Good Friday turned out to be better than good for Jon M. Chu's G.I. Joe: Retaliation.
From Paramount, the action bonanza took in $15.5 million Friday at the domestic box office for a two-day total of $26 million and projected four-day debut in the $50 million range.
Benefiting from the Easter holiday, the movie has already earned $63.4 million worldwide and is now anticipating a global debut of $110 million or more. Overseas, it's pacing 50 percent ahead of G.I. Joe: Rise of the Cobra, taking in $37.4 million through Friday.
The sequel, with a cast led by franchise newcomers Dwayne Johnson and Bruce Willis, got a jump on the holiday frame by opening Thursday. The Paramount picture took in $10.5 million on its first day, which puts the movie's two-day cume at $26 million.

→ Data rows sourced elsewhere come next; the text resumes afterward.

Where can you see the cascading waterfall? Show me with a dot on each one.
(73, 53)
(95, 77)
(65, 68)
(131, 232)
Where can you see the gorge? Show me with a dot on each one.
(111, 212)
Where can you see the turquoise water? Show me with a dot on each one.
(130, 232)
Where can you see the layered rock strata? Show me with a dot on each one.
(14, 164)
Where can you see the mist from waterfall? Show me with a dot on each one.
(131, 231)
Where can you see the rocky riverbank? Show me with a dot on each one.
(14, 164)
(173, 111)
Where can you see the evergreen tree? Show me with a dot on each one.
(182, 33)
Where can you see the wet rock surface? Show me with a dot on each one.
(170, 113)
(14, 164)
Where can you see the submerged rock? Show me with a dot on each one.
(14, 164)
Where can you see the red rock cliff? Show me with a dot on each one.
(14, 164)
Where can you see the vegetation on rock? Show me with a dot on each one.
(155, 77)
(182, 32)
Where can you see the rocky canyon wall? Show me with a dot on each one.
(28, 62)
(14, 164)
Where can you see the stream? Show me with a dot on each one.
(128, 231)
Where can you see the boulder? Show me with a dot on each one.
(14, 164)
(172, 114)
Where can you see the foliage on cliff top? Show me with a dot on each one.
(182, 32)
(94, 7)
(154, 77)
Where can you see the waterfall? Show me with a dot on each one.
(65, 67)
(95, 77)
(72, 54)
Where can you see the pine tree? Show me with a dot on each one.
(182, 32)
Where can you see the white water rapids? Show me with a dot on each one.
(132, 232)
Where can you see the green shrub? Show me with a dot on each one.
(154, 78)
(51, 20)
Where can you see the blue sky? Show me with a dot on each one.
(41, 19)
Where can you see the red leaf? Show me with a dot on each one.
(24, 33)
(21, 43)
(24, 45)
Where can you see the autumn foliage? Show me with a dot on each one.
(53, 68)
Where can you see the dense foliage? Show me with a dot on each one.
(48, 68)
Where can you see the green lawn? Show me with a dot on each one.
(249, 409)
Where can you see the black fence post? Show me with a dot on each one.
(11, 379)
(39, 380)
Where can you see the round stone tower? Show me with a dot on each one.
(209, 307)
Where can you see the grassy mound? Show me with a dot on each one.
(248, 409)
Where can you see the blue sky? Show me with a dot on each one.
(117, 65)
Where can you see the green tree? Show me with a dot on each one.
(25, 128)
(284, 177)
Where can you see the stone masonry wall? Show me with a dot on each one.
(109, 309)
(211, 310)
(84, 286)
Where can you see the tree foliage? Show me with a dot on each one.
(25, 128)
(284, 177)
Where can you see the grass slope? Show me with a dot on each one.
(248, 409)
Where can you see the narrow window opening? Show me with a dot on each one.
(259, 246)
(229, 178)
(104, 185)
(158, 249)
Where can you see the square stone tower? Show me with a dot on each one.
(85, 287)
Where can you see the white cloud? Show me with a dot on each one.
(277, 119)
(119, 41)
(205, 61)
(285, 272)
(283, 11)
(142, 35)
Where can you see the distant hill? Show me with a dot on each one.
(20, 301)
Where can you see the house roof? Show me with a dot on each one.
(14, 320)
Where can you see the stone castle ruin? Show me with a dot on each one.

G.I. Joe: The Rise of Cobra opened to $54.7 million in 2009, but that film was released during the summer play period in early August 2009. The film (earning a B+ CinemaScore) ultimately took in $150.2 million domestically and $152.3 million internationally for a total of $302.5 million.
G.I. Joe also is opening in most international markets (75 percent) and is anticipating a global bow in the $100 million range. Paramount financed and produced the film with MGM and Skydance Productions in association with Hasbro. Producers are Lorenzo di Bonaventura and Brian Goldner.
D.J. Cotrona, Byung-hun Lee, Adrianne Palicki, Ray Park, Jonathan Pryce and Ray Stevenson also star in the sequel.
G.I. Joe originally was set to open last summer, but the studio pushed back the release in order to convert it to 3D and refashion Channing Tatum's role. Originally, his character was killed off, but after the star's box-office status surged thanks to The Vow and 21 Jump Street, Paramount and its partners decided to make the character's fate more ambiguous.
Paramount already is anticipating that G.I. Joe will hit $200 million internationally, notably more than the original.
The studio says it minimized its risk overall by keeping G.I. Joe's budget to roughly $130 million; Cobra cost at least $175 million. Paramount put up half the money for the sequel, while MGM and David Ellison's Skydance each put up a 25 percent share.
Animated event pic The Croods generated big business on Good Friday, falling only 8 percent to come in No. 2. From DreamWorks Animation and 20th Century Fox, the family film took in $10.7 million for a domestic total of $72.8 million. Croods is expected to gross $28 million for the weekend.
Opening on Good Friday were writer-director Tyler Perry's Temptation -- a marked departure from the filmmaker's comedic fare -- and director Andrew Niccol's sci-fi thriller The Host, adapted from Twilight author Stephenie Meyer's novel.
From Lionsgate, Temptation grossed a solid $9.4 million for a projected three-day opening of $21.8 million. The pic placed No. 3 and earned an A- CInemaScore.
Temptation stars Jurnee Smollett-Bell (Friday Night Lights) as a restless marriage counselor who begins a dangerous affair with a social media mogul (Robbie Jones). Lance Gross, Kim Kardashian, Vanessa Williams also star.
Lionsgate targeted women and African-Americans in marketing the film. The studio also took advantage of Kardashian's celebrity profile. It is the fourth Perry film that Lionsgate has released over Easter weekend.
The Host, starring Saoirse Ronan, Max Irons and Jake Abel, is pacing to open in the $13 million to $14 million range after grossing roughly $5.5 million on Friday. Coming in No. 4, the film only earned a B- CinemaScore.
Open Road Films is distributing the film on behalf of producers Nick Wechsler, Steve and Paula Mae Schwartz and Inferno Entertainment. Meyer also is a producer and has tirelessly promoted the project, which marks her first post-Twilight outing.
Set in a society where parasitic aliens known as "Souls" inhabit humans, The Host is appealing primarily to females (Meyer's fan base). The story follows a "Soul" who finds it impossible to entirely banish the human girl she inhabits.